U.S. payrolls rise 228,000; wages gain less than forecast
(Bloomberg) – The U.S. added more jobs than forecast in November and the unemployment rate held at an almost 17-year low, though below-forecast wage gains suggested the labor market still has slack to absorb.
Payrolls rose 228,000, above the median economist estimate of 195,000, after a downwardly revised 244,000 advance, Labor Department figures showed Friday. Average hourly earnings increased 2.5% from a year earlier, less than the 2.7% projection, and October’s figures were revised lower.
The data provide a clearer picture of the labor market after volatility caused by two hurricanes mostly dissipated, though there may have been some lingering effects. While the job market remains a bulwark for the economy and investors see a Federal Reserve interest-rate hike next week as a near-certainty, the lack of acceleration in wages remains a puzzle that could factor into the pace of increases in 2018.
“Not that it was a hurdle to raising rates next week, but the Fed will feel very comfortable with this kind of a jobs report,” said Ward McCarthy, chief financial economist at Jefferies LLC. “We continue to march toward full employment. Wages are moving in the right direction but they’re still slower than we would have liked and certainly slower than what’s expected at this stage of the cycle.”
Average hourly earnings rose 0.2% from the prior month following a revised 0.1% drop, the report showed. Analysts had penciled in a gain of 0.3% for November. The gain from a year earlier followed a downwardly revised 2.3% advance for October.

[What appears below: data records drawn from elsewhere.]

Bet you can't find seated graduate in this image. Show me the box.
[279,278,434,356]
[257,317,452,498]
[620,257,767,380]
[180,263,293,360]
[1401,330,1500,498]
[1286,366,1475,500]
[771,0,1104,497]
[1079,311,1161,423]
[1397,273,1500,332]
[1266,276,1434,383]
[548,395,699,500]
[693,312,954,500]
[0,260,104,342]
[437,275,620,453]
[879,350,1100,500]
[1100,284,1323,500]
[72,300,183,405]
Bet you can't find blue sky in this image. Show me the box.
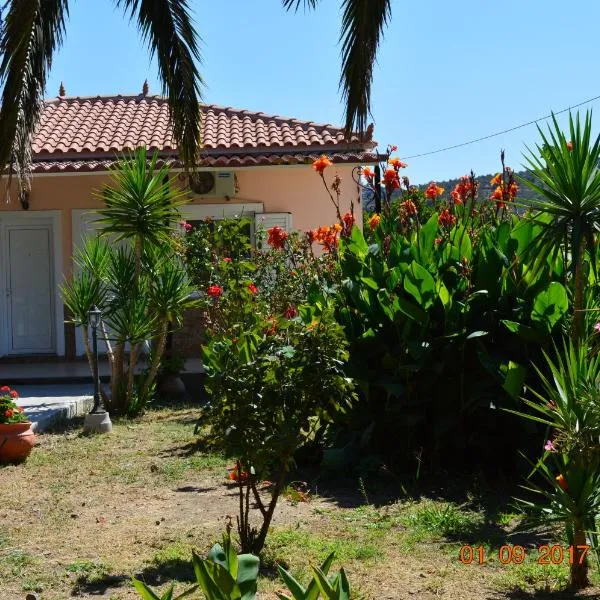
[46,0,600,183]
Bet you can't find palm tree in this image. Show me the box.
[519,112,600,340]
[0,0,391,188]
[0,0,202,192]
[282,0,392,134]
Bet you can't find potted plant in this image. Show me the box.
[0,385,35,463]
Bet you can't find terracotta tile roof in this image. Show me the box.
[33,95,376,173]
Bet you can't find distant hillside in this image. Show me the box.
[362,171,537,210]
[428,171,537,200]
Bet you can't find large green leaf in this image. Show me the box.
[404,260,436,310]
[531,281,569,331]
[237,554,260,600]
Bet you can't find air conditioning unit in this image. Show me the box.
[188,171,235,198]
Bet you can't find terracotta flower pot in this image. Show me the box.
[0,422,35,463]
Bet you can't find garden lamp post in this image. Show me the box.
[83,305,112,433]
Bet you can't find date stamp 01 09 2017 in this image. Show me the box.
[458,544,590,565]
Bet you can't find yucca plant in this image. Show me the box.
[520,112,600,340]
[62,149,196,414]
[508,340,600,589]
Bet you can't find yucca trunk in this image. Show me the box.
[140,319,169,402]
[569,521,590,590]
[573,240,585,343]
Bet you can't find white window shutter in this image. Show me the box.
[254,213,292,252]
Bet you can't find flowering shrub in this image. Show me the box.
[335,149,567,467]
[0,385,27,424]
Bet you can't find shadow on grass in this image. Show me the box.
[135,558,196,586]
[71,575,131,596]
[496,590,597,600]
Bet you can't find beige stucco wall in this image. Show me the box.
[0,165,362,274]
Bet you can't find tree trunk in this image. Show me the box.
[573,240,585,344]
[110,342,125,414]
[140,319,169,401]
[569,521,590,590]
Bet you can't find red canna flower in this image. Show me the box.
[400,200,418,217]
[383,169,400,190]
[388,157,408,171]
[369,213,381,231]
[425,181,444,200]
[313,154,332,175]
[490,173,502,185]
[342,212,356,235]
[206,285,223,298]
[361,167,375,180]
[267,225,290,250]
[438,208,456,227]
[283,304,298,319]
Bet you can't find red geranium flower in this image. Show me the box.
[206,285,223,298]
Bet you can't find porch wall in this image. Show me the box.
[0,165,362,358]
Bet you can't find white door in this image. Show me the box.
[6,225,56,354]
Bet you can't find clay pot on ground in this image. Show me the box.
[0,422,35,463]
[158,373,186,400]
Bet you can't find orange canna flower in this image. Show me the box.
[267,225,289,250]
[438,208,456,227]
[400,200,418,217]
[369,213,381,231]
[425,181,444,200]
[361,167,375,179]
[383,169,400,189]
[388,157,408,170]
[313,154,332,175]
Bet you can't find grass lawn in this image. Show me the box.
[0,409,600,600]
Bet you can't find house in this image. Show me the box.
[0,94,376,359]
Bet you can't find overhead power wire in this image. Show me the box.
[402,96,600,160]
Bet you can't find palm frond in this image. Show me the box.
[0,0,69,189]
[340,0,392,136]
[115,0,203,168]
[281,0,319,11]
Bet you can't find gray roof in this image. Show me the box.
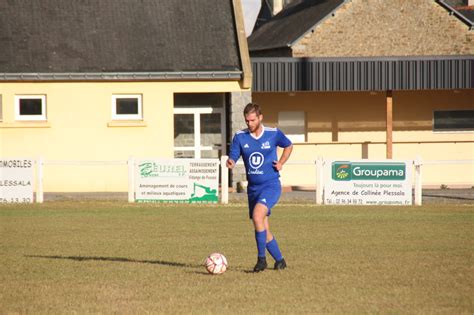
[248,0,344,51]
[0,0,241,74]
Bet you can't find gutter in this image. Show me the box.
[436,0,474,30]
[0,71,242,81]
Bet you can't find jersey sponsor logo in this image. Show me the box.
[261,141,270,149]
[249,152,265,174]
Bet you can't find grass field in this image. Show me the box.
[0,201,474,314]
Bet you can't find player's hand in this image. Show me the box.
[225,159,235,169]
[273,161,283,171]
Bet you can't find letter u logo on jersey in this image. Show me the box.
[249,152,265,169]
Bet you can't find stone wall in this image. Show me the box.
[293,0,474,57]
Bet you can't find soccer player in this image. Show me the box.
[226,103,293,272]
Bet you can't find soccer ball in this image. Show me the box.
[204,253,227,275]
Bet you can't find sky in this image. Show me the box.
[242,0,262,37]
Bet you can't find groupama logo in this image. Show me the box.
[333,164,351,180]
[332,161,406,181]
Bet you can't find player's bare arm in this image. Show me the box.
[273,145,293,171]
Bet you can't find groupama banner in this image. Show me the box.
[323,160,413,205]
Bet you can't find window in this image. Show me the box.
[433,110,474,131]
[112,95,143,120]
[278,112,306,142]
[15,95,46,120]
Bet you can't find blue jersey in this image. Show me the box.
[229,126,291,185]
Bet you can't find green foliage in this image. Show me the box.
[0,202,474,314]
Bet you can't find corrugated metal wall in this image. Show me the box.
[252,56,474,92]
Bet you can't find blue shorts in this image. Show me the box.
[247,178,281,219]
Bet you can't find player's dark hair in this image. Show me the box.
[244,103,262,116]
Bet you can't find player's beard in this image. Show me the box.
[248,120,262,133]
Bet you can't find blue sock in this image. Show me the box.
[267,238,283,261]
[255,230,267,257]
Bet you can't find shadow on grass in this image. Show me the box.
[25,255,203,268]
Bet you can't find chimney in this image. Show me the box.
[272,0,284,15]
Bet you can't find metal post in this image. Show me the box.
[413,156,423,206]
[221,155,229,204]
[36,157,44,203]
[128,156,135,202]
[316,157,324,205]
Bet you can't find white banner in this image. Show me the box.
[135,159,219,203]
[324,160,413,205]
[0,158,35,203]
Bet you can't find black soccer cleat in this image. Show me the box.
[253,257,267,272]
[274,258,286,270]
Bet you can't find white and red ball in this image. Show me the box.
[204,253,227,275]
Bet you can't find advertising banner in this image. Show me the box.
[0,158,35,203]
[324,160,413,205]
[135,159,219,203]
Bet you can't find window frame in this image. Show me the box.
[15,94,48,121]
[112,94,143,120]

Economists expect that in time, wages will post a sustained pickup, which has remained elusive in this expansion even though labor-market slack is steadily disappearing. Faster gains in paychecks would boost consumer spending, which accounts for about 70% of the economy. Jerome Powell, President Donald Trump’s nominee to head the Fed, said last month at his confirmation hearing that he doesn’t see wages signaling any tightness in the labor market.
What Our Economists Say...
“Even though job gains are well in excess of the natural growth rate for the labor market, labor scarcity is not yet driving wage pressures higher. The moral of the story from this jobs report is that full employment is indeed much lower in the current cycle relative to history. While average hourly earnings were tepid, the sizable payroll gain and increase in the nonfarm workweek indicate that there was substantial wage-income generation in the economy last month.”-- Carl Riccadonna and Yelena Shulyatyeva, Bloomberg Economics
The Trump administration has said the tax-cut proposal in Congress, if it gets signed into law, will spur growth and boost wages, though economists generally expect a modest impact.
Several measures showed the labor market remains fairly steady. The two-month gain in payrolls was the strongest since mid-2016. The U-6, or underemployment rate, remained near the lowest since 2006, while the participation rate, or share of working-age people in the labor force, was unchanged at 62.7%.
The breakdown of data showed healthy gains across many industries, particularly in manufacturing and construction. Health care and professional and business services also showed solid gains. Restaurants and bars, which had showed bigger swings in the prior two months due to the storms, added 18,900 workers in November.
Revisions to prior reports added a total of 3,000 jobs to payrolls in the previous two months, according to the report.
Steady household demand and a pickup in business investment -- backed by elevated consumer and business sentiment and improving global demand -- bode well for U.S. employment. Nonetheless, payroll increases have been slowing the past few years, albeit in orderly fashion, as the labor market tightens. Economists say job gains above 100,000 a month are still enough to keep putting downward pressure on the jobless rate.